At some points along this particular stretch of roadway, the Toll Authority is erecting noise walls to protect the adjoining residential areas. For those living in houses here, and even for us inside the vehicles, pavement noise contributes to the ever-increasing din of urban life.
Noise walls can only reduce the overall noise levels, however; they cannot completely block it. And they have to be high and solid in order to do even that.
Road noise rivals congestion as a concern for users, municipalities and states, and residents. It's going to happen every time you put speed and volume together with rubber coming in contact with pavement.
Concrete-paver manufacturers know they can help contribute to noise-reduction efforts. Machine design and technologies, some highlighted in this month's Buying File, allow highway contractors to meet increasing demands for smooth pavements.

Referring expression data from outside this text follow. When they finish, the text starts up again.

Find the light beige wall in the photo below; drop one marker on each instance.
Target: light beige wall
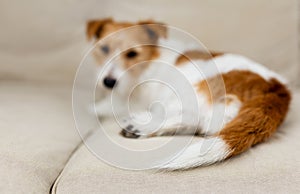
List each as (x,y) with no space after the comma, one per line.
(44,40)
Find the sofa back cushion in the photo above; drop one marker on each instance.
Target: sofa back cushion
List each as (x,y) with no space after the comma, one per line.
(45,40)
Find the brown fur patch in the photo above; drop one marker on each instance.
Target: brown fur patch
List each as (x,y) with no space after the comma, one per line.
(196,54)
(265,105)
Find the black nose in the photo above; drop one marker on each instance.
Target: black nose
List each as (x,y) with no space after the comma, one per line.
(109,82)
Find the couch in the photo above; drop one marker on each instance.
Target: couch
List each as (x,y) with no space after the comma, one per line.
(41,46)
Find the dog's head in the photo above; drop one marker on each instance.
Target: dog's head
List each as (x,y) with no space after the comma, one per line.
(145,33)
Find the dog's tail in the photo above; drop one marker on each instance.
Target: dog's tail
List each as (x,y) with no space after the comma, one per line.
(257,120)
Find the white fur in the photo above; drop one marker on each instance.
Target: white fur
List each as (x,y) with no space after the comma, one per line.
(212,117)
(204,152)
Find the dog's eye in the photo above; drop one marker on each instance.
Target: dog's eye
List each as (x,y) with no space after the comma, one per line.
(105,49)
(131,54)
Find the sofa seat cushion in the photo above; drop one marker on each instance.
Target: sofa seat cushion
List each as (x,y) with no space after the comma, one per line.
(38,135)
(271,167)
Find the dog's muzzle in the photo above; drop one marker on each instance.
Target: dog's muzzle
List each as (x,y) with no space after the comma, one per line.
(109,82)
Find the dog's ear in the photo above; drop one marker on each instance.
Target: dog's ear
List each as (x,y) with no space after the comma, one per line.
(154,31)
(94,27)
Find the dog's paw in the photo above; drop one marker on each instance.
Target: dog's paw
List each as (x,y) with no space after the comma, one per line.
(130,132)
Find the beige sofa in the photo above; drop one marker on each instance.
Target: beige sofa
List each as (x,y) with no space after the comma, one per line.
(41,46)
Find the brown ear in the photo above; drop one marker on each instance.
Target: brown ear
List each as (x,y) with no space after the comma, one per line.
(95,27)
(154,31)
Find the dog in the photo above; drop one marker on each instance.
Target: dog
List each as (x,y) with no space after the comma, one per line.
(255,99)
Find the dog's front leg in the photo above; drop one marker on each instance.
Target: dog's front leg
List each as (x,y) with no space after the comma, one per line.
(137,126)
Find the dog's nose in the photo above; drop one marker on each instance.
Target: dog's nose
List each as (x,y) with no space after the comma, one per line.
(109,82)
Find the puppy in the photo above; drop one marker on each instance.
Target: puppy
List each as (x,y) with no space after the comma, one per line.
(245,101)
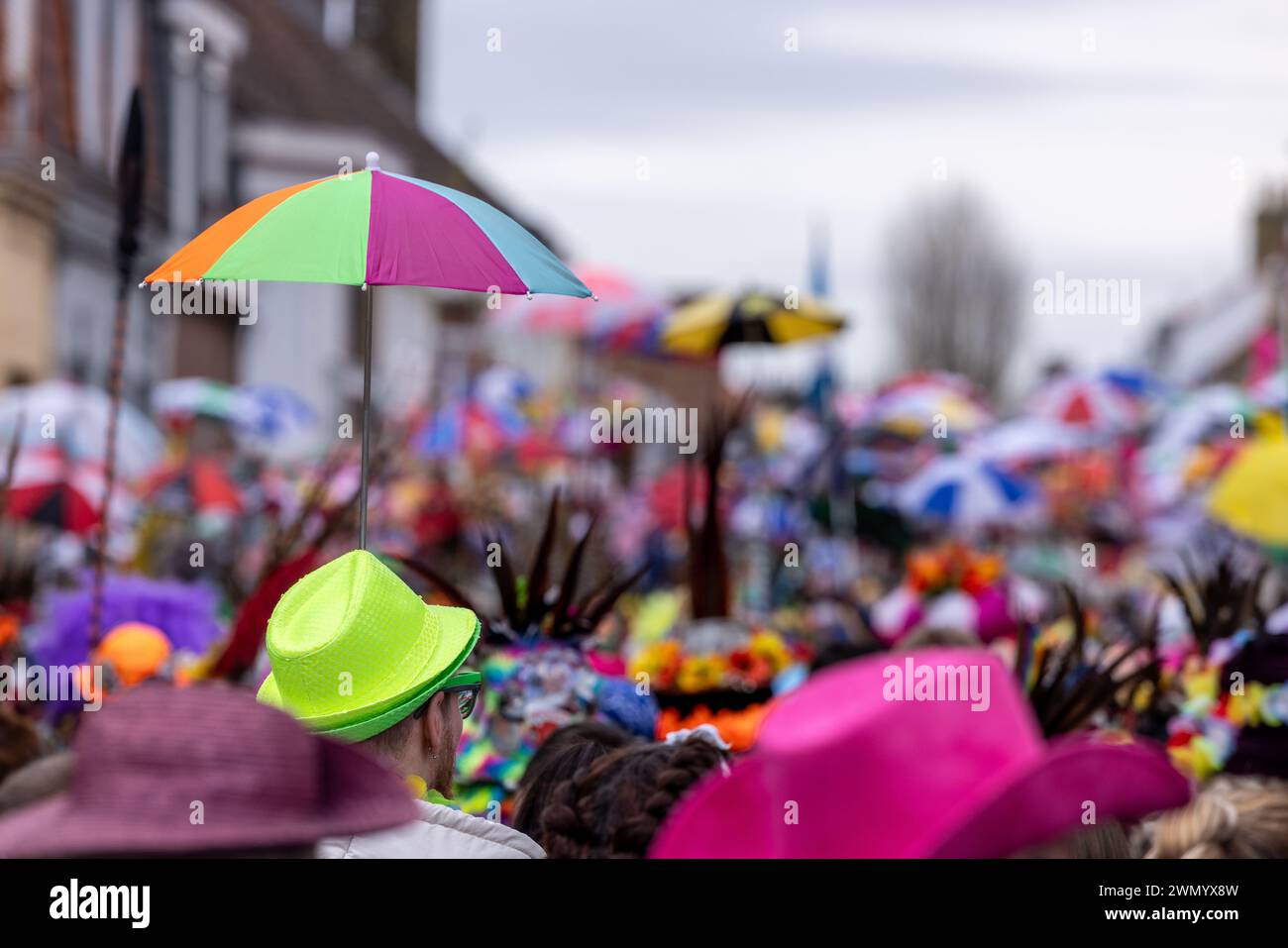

Contractors know that pavement smoothness can pay off in performance bonuses or, in the other case, result in penalties. States and other roadway owners increasingly rely on technologies to measure road smoothness and are writing smoothness levels into contracts.
Other technology and techniques will become available to help road-builders add noise reduction to their list of performance targets. For those attending World of Concrete later this month in Las Vegas, such items should be on the to-do lists.
Trade shows provide excellent opportunity to talk about such issues. Ask equipment manufacturers what they're doing about pavement noise and how you can attack the problem back home. Ask your colleagues what they're seeing, too.
This issue will not go away. The equipment user who can provide solutions will be highly sought after as pavement noise continues to force its way to the front of the public's consciousness.